まずクルマの楽しみは、いくらHV化やEV化しても、エンジンの音が聞こえて自分でクラッチを切ってギアを繋ぎ、足の裏に伝わる振動を感じ取って走ることだ。電子デバイスの発達により、人間の力が介入する余地が少なくなっている現在のクルマは我々からしたら、もはやクルマではなく「家電」と感じてしまう。クルマが楽しいのは100キロで走る鉄の塊を人間の力で制御するからだと思う。
次に、スポーツカーに求めること。それは「価格の安さ」と「DIYで改造できる余地が残っていること」、そして「クルマを楽しめること」の3点だ。
まず「価格の安さ」とは何か。車両本体価格の安さはもちろん、税金やオイル交換にかかる費用、タイヤ代やパーツ代などのクルマを維持、改造するのにかかる費用の安さも求める。具体的には、タイヤサイズはプリウスなどの大衆車が履いているサイズにして、現在中古パーツ市場にある中古品を流用できたり等である。ランニングコストまでを考えての「価格の安さ」を求めたい。注意したいのはここでいう「価格の安さ」とは、何も軽自動車並みの安さを求めているのではなく、昔のインテグラタイプRのような「価格の安さ」を求めているのだ。それには車両本体価格は150〜190万円くらいが理想だ。

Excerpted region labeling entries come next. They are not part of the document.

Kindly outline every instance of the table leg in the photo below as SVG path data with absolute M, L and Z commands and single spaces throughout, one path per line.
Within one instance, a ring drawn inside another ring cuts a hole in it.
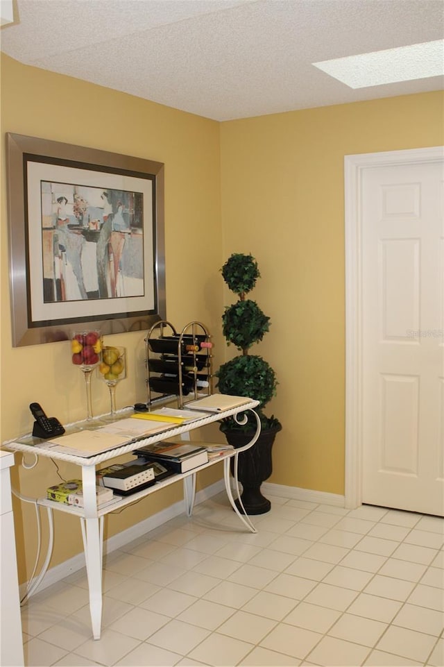
M 230 503 L 231 503 L 232 507 L 233 508 L 233 509 L 234 510 L 234 512 L 236 512 L 236 514 L 237 514 L 237 516 L 239 516 L 239 518 L 240 518 L 240 520 L 242 521 L 242 523 L 244 523 L 245 525 L 247 527 L 247 528 L 248 529 L 248 530 L 250 530 L 251 532 L 257 532 L 257 531 L 256 529 L 255 528 L 255 526 L 253 525 L 253 523 L 250 521 L 250 517 L 249 517 L 248 515 L 245 512 L 245 509 L 244 509 L 244 505 L 242 505 L 242 501 L 241 501 L 241 493 L 240 493 L 240 491 L 239 491 L 239 481 L 238 481 L 238 479 L 237 479 L 237 454 L 235 454 L 235 455 L 234 455 L 234 487 L 235 487 L 235 489 L 236 489 L 236 493 L 237 494 L 238 502 L 239 503 L 242 509 L 244 509 L 244 514 L 242 514 L 239 511 L 239 509 L 238 509 L 238 507 L 237 507 L 237 505 L 236 505 L 236 503 L 234 502 L 234 498 L 233 498 L 232 491 L 232 490 L 231 490 L 231 478 L 230 478 L 230 458 L 225 459 L 225 460 L 224 460 L 224 462 L 223 462 L 223 479 L 224 479 L 224 481 L 225 481 L 225 488 L 226 491 L 227 491 L 227 496 L 228 496 L 228 500 L 230 500 Z
M 85 518 L 81 519 L 82 535 L 89 592 L 89 612 L 94 639 L 100 639 L 102 621 L 102 557 L 103 521 L 97 516 L 96 468 L 82 468 Z

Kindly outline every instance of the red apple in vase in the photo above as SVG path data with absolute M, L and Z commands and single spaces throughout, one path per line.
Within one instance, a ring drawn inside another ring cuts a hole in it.
M 92 345 L 85 345 L 82 351 L 83 361 L 85 364 L 91 365 L 99 362 L 99 355 L 94 352 Z
M 85 337 L 85 342 L 87 345 L 95 345 L 99 339 L 99 334 L 96 331 L 88 331 Z

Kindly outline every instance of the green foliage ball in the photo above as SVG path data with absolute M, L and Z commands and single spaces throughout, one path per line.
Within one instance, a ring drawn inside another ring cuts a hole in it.
M 261 275 L 254 257 L 242 253 L 233 253 L 221 271 L 223 280 L 236 294 L 251 292 Z
M 276 394 L 275 371 L 257 355 L 236 357 L 223 364 L 216 373 L 217 387 L 221 394 L 248 396 L 259 400 L 263 407 Z
M 246 299 L 227 306 L 222 315 L 222 331 L 225 339 L 239 350 L 248 350 L 262 340 L 268 330 L 270 318 L 255 301 Z

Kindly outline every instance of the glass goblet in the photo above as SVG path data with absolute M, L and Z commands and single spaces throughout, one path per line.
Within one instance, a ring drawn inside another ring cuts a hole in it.
M 71 361 L 83 373 L 86 387 L 87 420 L 93 419 L 91 396 L 91 374 L 100 362 L 102 339 L 97 329 L 74 331 L 71 338 Z
M 116 413 L 116 387 L 121 380 L 126 378 L 126 348 L 116 345 L 103 346 L 102 361 L 97 367 L 97 374 L 110 390 L 110 418 L 113 419 Z

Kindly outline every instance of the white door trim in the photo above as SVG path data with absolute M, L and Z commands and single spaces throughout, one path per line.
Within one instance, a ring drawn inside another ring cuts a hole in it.
M 444 146 L 344 158 L 345 225 L 345 505 L 362 504 L 362 214 L 366 169 L 421 164 L 444 158 Z

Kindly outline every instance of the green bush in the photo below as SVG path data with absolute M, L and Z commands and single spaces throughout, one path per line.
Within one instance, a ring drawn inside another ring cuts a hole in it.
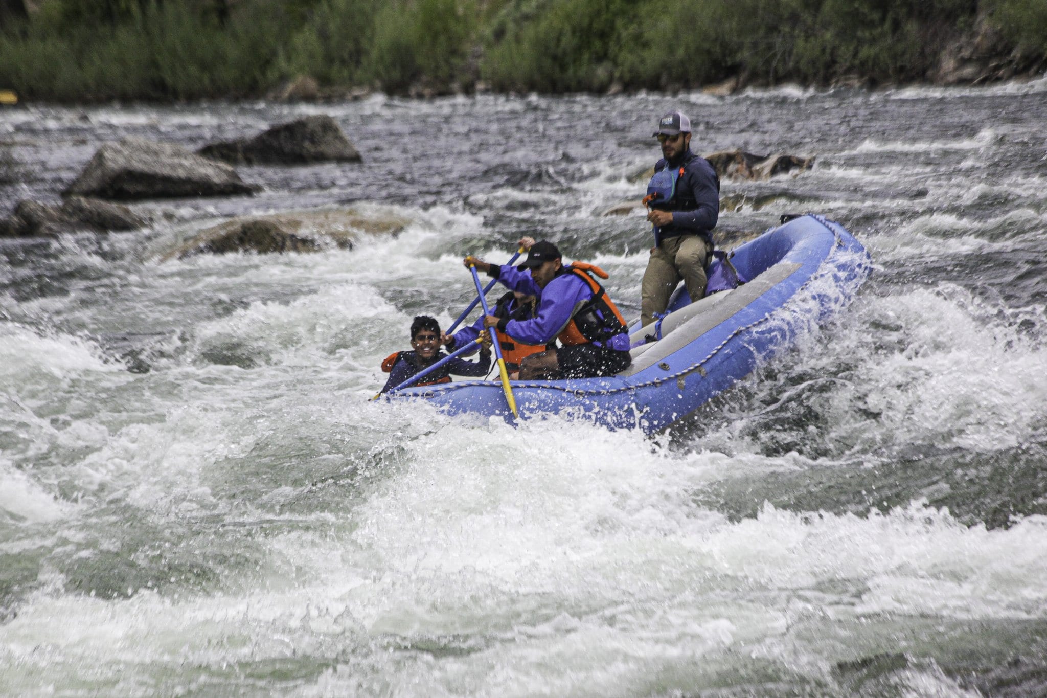
M 990 4 L 994 24 L 1028 58 L 1047 59 L 1047 2 L 996 0 Z
M 1001 50 L 1047 60 L 1044 0 L 43 0 L 0 29 L 0 87 L 79 102 L 242 97 L 299 74 L 391 92 L 907 82 L 981 17 Z
M 514 8 L 515 9 L 515 8 Z M 626 0 L 563 0 L 534 21 L 507 27 L 491 46 L 482 74 L 498 89 L 541 92 L 604 90 L 615 78 L 614 47 L 636 22 Z
M 386 4 L 375 18 L 369 72 L 394 92 L 420 82 L 439 86 L 459 80 L 466 70 L 474 16 L 471 1 Z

次に「DIYで改造できる余地が残っていること」。これは我が愛車ジムニーを考えていただけるとわかりやすい。ユーザーが気軽に愛車の不完全なところをDIYで改善する。ジムニーでいうと、ワイパーレバーを流用したり、スピーカーを増設したり、車中泊仕様にしてみたりなどである。このようなユーザーが自分の愛車の欠点を気軽に改造することで改善できることは非常に重要である。とりわけユーザーの思い入れが深くなるスポーツカーでは、この点が非常に重要。完全なクルマではなく、不完全なところを改善することも楽しめるクルマがほしいのである。かつてのAE86もそうだったのではないだろうか。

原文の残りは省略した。